Kansas began pumping water from the Ogallala Aquifer — a massive underground store of freshwater that spans much of the Great Plains — in the early 20th century.

After World War II, pumping picked up, and irrigation led to an agriculture boom out west. 

But quickly, the state realized the water wouldn’t last forever. And despite knowing for decades that it needed to find a way to slow the decrease in the water supply, there are parts of western Kansas that have only 10 or 20 years of water left.

“We’re at kind of a linchpin point. … I think what’s being done now and the decisions that are being made now are … going to shape what the future looks like out here,” said Katie Durham, manager of Groundwater Management District 1, which encompasses parts of Wallace, Greeley, Wichita, Scott and Lane counties.

Since the 1970s, the three groundwater management districts on the Ogallala have had the authority to collect taxes and implement programs to conserve the aquifer.

But while more recent legislation has allowed the GMDs to establish “local enhanced management areas,” or LEMAs, to enforce cutbacks on pumping, decades went by where the aquifer still declined.

GMDs 1 and 4 in west-central and northwest Kansas have had success with LEMAs while GMD 3 in southwest Kansas is the only one focused on a proposal to pump water from the Missouri River across the state.

Under the new legislation, all five GMDs will have to report annually on their income and assets, budgets, activities and efforts to reduce unsustainable use of the aquifer.

By July 2024, the GMDs have to identify priority areas where there is less than 50 years of water left or the water is declining rapidly. A year after that, they have to come up with plans to address those areas.

Shannon Kenyon, who manages GMD 4, said the legislation will force GMDs that haven’t done as much to conserve groundwater to start. GMD 4 was the first to implement a LEMA to restrict water usage.

“Now, this forces those — to an extent — to do something about it,” Kenyon said. “They’re going to be held accountable.”

Funding for water

When the House-Senate compromise came up for a vote on the House floor, Vaughn said she was disappointed with the “watered down” version of the legislation, especially the Senate’s insistence on using general funds for water rather than dedicating a portion of sales tax revenues.

“For the past 20 years,” Vaughn said, “we have been statutorily required to transfer $8 million a year to the water plan.
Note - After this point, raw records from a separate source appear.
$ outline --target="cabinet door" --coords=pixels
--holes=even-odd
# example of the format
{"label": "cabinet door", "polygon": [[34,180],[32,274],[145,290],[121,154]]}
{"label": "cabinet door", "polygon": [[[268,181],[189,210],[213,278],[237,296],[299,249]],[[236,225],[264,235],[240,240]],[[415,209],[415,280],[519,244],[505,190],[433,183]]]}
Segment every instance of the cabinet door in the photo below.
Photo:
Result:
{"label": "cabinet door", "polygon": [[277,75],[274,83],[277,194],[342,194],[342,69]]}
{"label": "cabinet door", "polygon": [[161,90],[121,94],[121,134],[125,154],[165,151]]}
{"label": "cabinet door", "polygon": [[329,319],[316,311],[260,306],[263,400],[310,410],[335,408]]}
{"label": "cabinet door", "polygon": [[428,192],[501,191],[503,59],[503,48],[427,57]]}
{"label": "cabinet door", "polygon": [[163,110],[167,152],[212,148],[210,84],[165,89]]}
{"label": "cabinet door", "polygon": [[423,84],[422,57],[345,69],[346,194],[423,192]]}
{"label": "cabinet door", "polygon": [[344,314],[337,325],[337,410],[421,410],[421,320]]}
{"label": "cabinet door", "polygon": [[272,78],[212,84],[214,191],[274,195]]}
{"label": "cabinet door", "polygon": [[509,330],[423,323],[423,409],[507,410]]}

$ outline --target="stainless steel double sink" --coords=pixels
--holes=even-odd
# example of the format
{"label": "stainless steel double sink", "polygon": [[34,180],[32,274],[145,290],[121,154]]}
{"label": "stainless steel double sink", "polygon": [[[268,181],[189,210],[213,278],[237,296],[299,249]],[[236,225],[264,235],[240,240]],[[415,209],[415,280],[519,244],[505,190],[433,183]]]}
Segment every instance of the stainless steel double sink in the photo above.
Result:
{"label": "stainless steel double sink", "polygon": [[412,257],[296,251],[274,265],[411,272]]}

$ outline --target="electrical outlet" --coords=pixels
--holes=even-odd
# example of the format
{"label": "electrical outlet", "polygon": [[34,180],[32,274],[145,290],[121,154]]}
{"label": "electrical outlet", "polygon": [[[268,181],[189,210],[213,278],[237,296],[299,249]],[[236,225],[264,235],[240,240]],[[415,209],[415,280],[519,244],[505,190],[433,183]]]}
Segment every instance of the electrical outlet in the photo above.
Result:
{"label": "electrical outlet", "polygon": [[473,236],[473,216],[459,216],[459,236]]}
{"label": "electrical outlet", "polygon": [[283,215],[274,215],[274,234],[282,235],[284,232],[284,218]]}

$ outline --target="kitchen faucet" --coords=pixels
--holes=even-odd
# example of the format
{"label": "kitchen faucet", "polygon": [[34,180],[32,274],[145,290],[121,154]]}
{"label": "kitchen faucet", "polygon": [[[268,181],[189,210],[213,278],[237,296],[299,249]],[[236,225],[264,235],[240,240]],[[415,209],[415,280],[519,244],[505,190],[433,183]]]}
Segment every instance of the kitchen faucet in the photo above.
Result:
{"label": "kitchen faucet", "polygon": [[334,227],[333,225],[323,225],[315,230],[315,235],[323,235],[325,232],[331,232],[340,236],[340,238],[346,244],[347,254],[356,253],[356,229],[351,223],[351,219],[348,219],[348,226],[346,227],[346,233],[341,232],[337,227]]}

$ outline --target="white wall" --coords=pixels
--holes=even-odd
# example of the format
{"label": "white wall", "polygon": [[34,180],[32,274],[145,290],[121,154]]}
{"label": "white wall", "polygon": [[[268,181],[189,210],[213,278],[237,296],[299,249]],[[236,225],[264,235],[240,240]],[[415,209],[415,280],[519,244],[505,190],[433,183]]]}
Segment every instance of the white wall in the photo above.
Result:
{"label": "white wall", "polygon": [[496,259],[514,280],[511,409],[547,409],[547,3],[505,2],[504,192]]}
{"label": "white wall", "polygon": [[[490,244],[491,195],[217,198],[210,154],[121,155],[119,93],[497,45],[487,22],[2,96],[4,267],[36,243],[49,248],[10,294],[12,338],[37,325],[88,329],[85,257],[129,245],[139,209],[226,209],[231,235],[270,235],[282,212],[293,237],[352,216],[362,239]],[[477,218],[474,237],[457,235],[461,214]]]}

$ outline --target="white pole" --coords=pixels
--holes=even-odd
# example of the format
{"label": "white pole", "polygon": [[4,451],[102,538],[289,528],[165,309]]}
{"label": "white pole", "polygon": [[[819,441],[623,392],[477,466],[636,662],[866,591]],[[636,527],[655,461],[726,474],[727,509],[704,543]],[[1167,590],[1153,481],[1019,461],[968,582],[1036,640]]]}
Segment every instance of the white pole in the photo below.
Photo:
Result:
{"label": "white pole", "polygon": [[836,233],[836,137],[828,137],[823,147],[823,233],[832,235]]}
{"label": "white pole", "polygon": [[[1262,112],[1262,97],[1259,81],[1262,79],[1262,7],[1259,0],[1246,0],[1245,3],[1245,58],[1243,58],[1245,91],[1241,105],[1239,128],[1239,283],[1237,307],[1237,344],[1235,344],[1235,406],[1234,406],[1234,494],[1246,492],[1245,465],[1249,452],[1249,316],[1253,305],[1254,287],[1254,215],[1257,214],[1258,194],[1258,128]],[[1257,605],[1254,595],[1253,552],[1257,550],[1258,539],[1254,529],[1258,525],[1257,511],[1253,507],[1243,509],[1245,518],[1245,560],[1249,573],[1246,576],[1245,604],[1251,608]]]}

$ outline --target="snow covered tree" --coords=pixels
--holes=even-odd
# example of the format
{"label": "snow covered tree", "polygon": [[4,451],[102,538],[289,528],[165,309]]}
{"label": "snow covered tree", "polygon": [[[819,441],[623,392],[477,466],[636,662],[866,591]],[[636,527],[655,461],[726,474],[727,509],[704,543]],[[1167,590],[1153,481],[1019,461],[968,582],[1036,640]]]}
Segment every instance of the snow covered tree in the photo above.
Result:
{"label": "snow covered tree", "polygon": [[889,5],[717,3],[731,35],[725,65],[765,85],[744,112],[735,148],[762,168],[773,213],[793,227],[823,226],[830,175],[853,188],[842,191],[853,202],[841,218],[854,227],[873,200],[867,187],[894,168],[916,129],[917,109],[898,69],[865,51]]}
And we consistently have not done it, so we are just setting ourself up for more failure into the future.”

But she said she was still hopeful and urged support. The amended version passed almost unanimously.

GMD leaders said the extra funding could help finance irrigation technology for farmers that can reduce their water use without sacrificing crop yields or help bring in irrigation experts to advise farmers in the district.

The funds will also help the state finance efforts to improve drinking water quality and remove sediment from the state’s reservoirs, which provide drinking water in the east. Tuttle Creek Lake near Manhattan is almost half full of sediment, reducing the capacity for fresh water. 

“The state has struggled with trying to find a path for providing additional funding for water in Kansas, and this moved the ball forward,” said Mark Rude, manager of GMD 3. “There’s no question about it.”